Vision-aided Speed Modulation System to Enhance Seaworthiness of Autonomous Planing Crafts

The present study focuses on enhancing the operationability and seaworthiness of Autonomous Planing Crafts' (APC) in seaway by employing an autonomous speed setting mechanism as a response to the APC behavior when operating in real seaways. The mechanism, embedded in the craft's autonomous navigation system, employs a motion computation model termed Motion Assessment of Planing Craft (MAPC) where the sea state input data is provided by a dedicated vision system.In this study, the principles of an autonomous speed setting mechanism for APCs is presented. To enhance the operationability of planing crafts, the capability to predict the accelerations and motions these crafts are expected to exhibit based on the knowledge of the incoming waves is necessary.
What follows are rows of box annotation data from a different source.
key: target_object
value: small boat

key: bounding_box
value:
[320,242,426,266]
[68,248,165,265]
As a response to this demand, a MAPC model was developed, The MAPC model is based on the 2-dimensional strip theory, improves previously developed motion assessment models by implementing a near transom pressure correction and modified added mass coefficients and provides accurate results for the accelerations, angular velocities and expected motions in the longitudinal plane and in the time domain. To validate and calibrate the MAPC a Jet-Ski was retrofitted to an APC platform and instrumented with an Inertial Measurement System (IMS) to measure and record the linear accelerations and angular velocities experienced by the craft in seaway. The incoming waves were measured by a separately deployed wave buoy. The wave-induced pitch and vertical acceleration as computed by the model has been compared with these experimental data and the differences are addressed.